To study the relationship between TAp63 and miR-133b in human CRC, we assessed the expression levels of miR-133b in the 38 paired CRC and NCT samples using RT-qPCR and ISH. Compared with the NCTs, the miR-133b expression level was significantly lower in 31 (81.58%) tumor tissues (Fig. 2A, P<0.05). ISH revealed that miR-133b was downregulated in the CRC tissues (Fig. 2B). Moreover, we measured the density of the staining signal in all 38 cases using Image-Pro Plus 6.0 image analysis software. The mean density of cancerous tissues from all 38 cases was 0.009005±0.000585, while that of the adjacent tissue was 0.01314±0.000909. This result suggests a significantly lower level of miR-133b expression in the CRC tissues compared to their NCTs (Fig. 2D, P<0.05). In addition, the expression of miR-133b was found to be positively correlated with TAp63 (Fig. 2C, P<0.05).

The association of TAp63 and miR-133b with various clinicopathological parameters of the CRC cases are listed in Table I. An inverse association was found between TAp63 expression and lymph node and distant metastases (P<0.05). miR-133b expression was also significantly correlated with lymph node and distant metastases. No statistically significant associations were found between the expression of TAp63 or miR-133b and other clinicopathological parameters (P>0.05).

By receiver operating characteristic (ROC) curve analysis, we proved that TAp63 and miR-133b are suitable predictors for CRC. The AUC of TAp63 for CRC was 0.623 [95% confidence interval (CI), 0.497–0.748; P=0.046], with 73.7% sensitivity and 50% specificity, respectively (Fig. 3A).

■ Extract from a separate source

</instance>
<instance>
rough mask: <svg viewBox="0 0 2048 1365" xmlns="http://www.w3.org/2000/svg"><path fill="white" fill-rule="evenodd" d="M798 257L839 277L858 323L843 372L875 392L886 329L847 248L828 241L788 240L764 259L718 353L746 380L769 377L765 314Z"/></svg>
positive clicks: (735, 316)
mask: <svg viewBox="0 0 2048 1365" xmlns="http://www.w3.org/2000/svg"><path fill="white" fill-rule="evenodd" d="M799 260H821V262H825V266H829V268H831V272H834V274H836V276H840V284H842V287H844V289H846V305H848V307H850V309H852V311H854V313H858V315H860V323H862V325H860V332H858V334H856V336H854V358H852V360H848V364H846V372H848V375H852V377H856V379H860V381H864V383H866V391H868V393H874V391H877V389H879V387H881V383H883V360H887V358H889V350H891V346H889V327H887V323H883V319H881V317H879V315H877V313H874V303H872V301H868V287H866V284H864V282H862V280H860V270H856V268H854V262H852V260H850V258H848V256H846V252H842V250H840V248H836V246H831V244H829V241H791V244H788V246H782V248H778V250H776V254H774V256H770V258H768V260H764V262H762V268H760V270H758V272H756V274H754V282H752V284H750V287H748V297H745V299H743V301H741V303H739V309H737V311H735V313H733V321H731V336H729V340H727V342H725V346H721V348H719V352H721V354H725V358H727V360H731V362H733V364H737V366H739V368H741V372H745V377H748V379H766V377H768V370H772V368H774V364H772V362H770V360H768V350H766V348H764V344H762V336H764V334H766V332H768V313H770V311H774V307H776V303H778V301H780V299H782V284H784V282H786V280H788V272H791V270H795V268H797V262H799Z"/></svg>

The AUC of miR-133b for CRC was 0.857 (95% CI, 0.774–0.940, P<0.0001), with 78.9% sensitivity and 81.6% specificity, respectively (Fig. 3B). The combined AUC of TAp63 and miR-133b for CRC was 0.881 (95% CI, 0.805–0.956, P<0.0001), with 89.5% sensitivity and 71.1% specificity, respectively (Fig. 3C).

To uncover whether there are point mutations in miR-133b DNA, we scanned 446 bp of the pre-miR-133b coding region. The results showed that only one patient had a single nucleotide change, G to T, located 6 bp from the 3′ end of pre-miR-133b (Fig. 4A). To further explore the function of the mutation site, we compared the miR-133b predicted secondary structure between the gene of the patient and the GenBank gene. As shown in Fig. 4B, the nucleotide change did not cause an apparent change in the stem-loop structure.